HIV-positive gay men have an increased risk of MRSA, even when they are doing well on HIV treatment, US investigators report in the July 1st edition of the Journal of Infectious Diseases.
“Our study highlights community-acquired MRSA colonization and infection as important problems among asymptomatic HIV-infected men who have sex with men without evidence of immune suppression”, write the study’s authors.
Skin colonisation by methicillin-resistant Staphylococcus aureus (MRSA) can lead to the development of MRSA infection. MRSA is now a leading cause of skin and soft tissue infections amongst HIV-positive individuals in the US.
However, there is currently little information on MRSA colonisation and infection in asymptomatic HIV-positive individuals with strong immune systems.
Investigators therefore designed a year long study comparing rates of MRSA carriage and infections in 107 HIV-positive gay men and 52 HIV-negative gay men. The study participants were screened for MRSA colonization and infection at three points during the study.
All the HIV-positive men were in good health and had a mean CD4 cell count of 599 cells/mm3. An undetectable viral load was present in 60% of individuals, with 69% taking antiretroviral therapy.
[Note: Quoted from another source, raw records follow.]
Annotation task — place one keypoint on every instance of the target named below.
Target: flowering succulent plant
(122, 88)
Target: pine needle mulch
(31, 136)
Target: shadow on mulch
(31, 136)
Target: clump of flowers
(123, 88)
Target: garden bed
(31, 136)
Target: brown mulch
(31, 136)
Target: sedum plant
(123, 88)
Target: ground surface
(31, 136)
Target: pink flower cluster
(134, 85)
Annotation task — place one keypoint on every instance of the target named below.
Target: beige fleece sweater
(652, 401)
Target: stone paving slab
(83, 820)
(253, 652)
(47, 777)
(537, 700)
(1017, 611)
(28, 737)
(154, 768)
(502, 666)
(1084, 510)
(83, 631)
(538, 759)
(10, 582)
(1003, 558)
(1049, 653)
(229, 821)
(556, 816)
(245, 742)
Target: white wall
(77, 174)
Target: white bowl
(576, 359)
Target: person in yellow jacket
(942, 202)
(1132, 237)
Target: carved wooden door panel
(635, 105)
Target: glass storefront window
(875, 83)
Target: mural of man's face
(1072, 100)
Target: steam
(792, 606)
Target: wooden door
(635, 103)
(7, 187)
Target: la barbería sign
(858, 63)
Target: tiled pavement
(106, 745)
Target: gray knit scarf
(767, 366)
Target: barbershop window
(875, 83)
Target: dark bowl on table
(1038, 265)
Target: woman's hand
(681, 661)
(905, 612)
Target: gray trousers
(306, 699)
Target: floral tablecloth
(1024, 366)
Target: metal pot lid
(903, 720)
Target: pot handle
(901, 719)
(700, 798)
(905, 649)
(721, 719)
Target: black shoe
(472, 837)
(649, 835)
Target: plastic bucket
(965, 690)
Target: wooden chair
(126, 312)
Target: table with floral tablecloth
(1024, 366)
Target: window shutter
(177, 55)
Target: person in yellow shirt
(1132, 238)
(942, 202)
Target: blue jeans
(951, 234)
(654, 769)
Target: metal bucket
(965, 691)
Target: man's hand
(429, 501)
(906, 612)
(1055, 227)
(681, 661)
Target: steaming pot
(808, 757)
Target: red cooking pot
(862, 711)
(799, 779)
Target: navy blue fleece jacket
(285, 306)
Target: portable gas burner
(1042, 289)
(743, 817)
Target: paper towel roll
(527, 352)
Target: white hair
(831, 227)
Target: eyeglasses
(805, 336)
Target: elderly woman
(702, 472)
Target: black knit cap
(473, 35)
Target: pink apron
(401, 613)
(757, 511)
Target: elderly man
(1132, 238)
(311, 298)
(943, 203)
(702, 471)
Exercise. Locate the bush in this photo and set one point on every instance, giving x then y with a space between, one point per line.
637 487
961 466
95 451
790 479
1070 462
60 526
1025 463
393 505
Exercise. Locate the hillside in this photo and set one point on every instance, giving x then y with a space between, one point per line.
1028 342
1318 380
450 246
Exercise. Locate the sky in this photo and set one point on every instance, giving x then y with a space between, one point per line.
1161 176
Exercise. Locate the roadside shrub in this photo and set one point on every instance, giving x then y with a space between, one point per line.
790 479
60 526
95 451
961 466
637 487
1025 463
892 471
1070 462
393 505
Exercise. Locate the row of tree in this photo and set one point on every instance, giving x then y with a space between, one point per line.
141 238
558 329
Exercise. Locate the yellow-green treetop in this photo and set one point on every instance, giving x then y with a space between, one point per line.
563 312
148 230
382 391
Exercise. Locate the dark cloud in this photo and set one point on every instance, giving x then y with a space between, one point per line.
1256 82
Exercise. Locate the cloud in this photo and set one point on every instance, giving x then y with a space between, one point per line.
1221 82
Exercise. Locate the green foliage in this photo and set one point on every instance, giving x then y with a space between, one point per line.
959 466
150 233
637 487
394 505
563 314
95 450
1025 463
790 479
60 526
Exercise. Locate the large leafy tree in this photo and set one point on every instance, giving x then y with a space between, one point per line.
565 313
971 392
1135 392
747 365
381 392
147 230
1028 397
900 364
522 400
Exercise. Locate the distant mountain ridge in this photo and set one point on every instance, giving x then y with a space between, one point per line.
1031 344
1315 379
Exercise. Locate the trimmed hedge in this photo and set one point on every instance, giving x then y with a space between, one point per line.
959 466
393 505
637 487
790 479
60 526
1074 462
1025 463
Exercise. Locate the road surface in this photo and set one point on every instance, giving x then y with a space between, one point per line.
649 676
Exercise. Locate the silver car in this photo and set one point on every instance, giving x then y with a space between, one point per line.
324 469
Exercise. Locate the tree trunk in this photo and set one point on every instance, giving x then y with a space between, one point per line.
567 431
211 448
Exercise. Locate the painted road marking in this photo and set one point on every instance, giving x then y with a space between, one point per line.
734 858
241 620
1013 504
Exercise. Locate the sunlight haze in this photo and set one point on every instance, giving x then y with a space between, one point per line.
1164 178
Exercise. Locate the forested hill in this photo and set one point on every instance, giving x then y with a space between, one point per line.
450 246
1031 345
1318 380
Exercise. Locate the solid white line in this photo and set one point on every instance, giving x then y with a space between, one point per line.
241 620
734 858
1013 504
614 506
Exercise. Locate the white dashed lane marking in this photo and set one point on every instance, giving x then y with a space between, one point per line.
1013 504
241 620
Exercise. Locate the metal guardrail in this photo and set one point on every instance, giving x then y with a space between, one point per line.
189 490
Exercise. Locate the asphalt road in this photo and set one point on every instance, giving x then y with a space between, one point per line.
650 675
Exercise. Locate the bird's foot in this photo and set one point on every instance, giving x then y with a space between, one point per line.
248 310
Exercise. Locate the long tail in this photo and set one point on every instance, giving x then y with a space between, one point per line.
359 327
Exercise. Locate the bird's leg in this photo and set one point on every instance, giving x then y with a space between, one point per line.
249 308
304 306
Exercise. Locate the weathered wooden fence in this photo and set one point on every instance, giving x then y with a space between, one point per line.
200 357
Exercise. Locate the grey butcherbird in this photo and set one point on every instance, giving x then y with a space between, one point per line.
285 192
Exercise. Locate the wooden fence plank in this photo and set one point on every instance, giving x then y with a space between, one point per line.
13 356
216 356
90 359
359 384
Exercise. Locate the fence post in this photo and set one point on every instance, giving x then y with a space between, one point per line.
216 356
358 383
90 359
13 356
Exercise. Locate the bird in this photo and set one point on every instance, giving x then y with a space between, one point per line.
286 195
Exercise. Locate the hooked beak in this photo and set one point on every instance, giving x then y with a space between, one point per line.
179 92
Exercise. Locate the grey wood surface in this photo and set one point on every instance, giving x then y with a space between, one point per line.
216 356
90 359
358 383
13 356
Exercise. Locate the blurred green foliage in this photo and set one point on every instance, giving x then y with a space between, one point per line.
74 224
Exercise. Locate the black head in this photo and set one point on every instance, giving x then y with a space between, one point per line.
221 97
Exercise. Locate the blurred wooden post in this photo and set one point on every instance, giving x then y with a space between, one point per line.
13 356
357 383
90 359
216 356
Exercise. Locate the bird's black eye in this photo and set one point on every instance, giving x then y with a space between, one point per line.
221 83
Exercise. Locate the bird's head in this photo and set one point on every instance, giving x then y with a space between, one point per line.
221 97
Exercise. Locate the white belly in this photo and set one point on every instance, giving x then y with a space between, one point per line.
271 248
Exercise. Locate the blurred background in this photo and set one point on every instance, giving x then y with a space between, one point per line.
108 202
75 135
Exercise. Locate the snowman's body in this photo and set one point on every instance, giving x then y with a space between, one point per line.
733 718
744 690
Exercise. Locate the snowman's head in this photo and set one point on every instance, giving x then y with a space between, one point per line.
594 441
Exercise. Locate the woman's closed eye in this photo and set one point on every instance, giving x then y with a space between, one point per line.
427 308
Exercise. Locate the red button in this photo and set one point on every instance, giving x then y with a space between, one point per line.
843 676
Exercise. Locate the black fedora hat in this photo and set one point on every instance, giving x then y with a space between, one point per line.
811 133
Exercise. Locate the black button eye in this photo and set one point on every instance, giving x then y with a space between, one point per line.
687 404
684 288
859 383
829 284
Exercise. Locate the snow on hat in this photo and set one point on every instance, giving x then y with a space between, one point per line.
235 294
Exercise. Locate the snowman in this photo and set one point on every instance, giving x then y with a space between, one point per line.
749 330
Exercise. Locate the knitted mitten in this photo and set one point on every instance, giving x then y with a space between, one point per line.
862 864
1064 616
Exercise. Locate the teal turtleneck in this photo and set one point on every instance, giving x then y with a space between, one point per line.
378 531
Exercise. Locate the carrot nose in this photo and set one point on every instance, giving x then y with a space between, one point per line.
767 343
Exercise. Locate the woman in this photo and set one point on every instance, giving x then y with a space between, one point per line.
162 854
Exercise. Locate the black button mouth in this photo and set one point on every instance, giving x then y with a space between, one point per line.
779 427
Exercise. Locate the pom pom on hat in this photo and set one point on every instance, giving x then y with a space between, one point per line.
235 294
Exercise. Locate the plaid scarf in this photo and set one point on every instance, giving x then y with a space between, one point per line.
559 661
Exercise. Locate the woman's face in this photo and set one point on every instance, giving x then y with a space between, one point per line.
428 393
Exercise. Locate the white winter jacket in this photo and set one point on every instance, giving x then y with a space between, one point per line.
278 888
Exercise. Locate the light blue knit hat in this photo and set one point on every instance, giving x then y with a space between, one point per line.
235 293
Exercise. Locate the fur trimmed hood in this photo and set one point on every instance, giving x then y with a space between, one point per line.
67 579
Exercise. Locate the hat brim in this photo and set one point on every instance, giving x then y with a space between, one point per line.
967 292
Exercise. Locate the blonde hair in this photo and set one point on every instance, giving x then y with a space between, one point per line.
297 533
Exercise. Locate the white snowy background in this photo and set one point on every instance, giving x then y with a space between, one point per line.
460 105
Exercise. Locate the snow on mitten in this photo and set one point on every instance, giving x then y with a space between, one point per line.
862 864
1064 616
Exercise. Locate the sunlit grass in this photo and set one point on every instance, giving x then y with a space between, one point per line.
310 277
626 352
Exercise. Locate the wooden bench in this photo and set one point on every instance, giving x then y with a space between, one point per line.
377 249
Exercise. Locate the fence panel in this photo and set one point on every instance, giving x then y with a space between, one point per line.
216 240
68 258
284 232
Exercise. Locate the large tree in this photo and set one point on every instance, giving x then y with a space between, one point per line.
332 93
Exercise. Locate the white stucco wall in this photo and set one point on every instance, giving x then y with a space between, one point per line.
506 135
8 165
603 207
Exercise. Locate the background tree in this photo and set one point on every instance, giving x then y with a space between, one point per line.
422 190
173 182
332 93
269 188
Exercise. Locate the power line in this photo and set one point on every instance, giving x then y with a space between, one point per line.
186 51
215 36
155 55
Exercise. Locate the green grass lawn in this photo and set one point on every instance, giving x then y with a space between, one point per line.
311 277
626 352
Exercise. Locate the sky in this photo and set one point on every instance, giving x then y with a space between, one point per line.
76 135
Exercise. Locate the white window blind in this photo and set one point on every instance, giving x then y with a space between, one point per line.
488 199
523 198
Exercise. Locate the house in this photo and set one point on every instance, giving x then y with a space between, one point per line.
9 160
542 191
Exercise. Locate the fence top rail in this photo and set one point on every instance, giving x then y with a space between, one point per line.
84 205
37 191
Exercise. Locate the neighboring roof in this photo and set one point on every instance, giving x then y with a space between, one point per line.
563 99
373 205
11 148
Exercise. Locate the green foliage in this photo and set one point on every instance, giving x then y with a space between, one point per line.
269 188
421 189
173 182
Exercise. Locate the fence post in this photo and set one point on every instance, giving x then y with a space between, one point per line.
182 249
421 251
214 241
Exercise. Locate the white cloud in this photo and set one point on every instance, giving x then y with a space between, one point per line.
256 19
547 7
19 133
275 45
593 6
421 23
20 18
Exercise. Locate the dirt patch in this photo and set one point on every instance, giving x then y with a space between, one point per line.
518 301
There were no significant differences between HIV-positive and HIV-negative individuals as regards age, race, education, use of healthcare, or recreational drug use.
HIV-positive patients had higher rates of MRSA colonisation at each point of the study than the HIV-negative controls (baseline, 5% vs 2%; final visit, 8% vs. 2%). Over the course of the study, the cumulative carriage of MRSA was 17% for the HIV-positive patients against 6% for the HIV-negative controls, a significant difference (p = 0.04).
Of the 21 MRSA isolates recovered, 15 were identified as strain USA300, the predominant community-acquired strain of MRSA in the US.
During the year long follow-up ten skin infections were diagnosed, all of which were in HIV-positive patients. Furthermore, all the individuals developing skin infections had MRSA colonisation.
Antibiotic use in the previous six months was associated with MRSA colonisation amongst the HIV-positive patients (p = 0.04). No other factors were associated with an increased risk of MRSA for the HIV-positive patients. The mean CD4 cell count of HIV-positive infections with MRSA was 612 cells/mm3. HIV treatment was being taken by 13 of the 18 individuals with the infection, most of whom had an undetectable viral load. The five patients not taking antiretroviral therapy all had a viral load below 15,000 copies/ml.
“Our observations indicate that HIV-1 infection is associated with a higher rate of…MRSA colonization, and MRSA skin and soft tissue infection”, comment the investigators.
They note that the MRSA strains isolated from the patients showed reduced susceptibility to commonly-used antibiotics including clindamycin, erythromycin, and ciprofloxacin.
“A significant observation in this study is the association between MRSA carriage and HIV-1 infection, because 18 of the 21 MRSA isolated cultures were recovered from HIV-1 infected individuals without evidence of immune suppression”, note the authors.
They suggest that either “underlying host-pathogen factors” or “sociodemographic factors and social and behavioural factors may have contributed to MRSA colonization and infection in this population.”
The investigators conclude by advocating “judicious use of antibiotics” in HIV-positive patients, and recommend that doctors maintain “a high level of suspicion regarding MRSA, independent of patients CD4 T lymphocyte count and treatment status.”
Shet A et al. Colonization and subsequent skin and soft tissue infection due to methicillin-resistant Staphylococcus aureus in a cohort of otherwise healthy adults infected with HIV type 1. J Infect Dis 200: 88-93, 2009.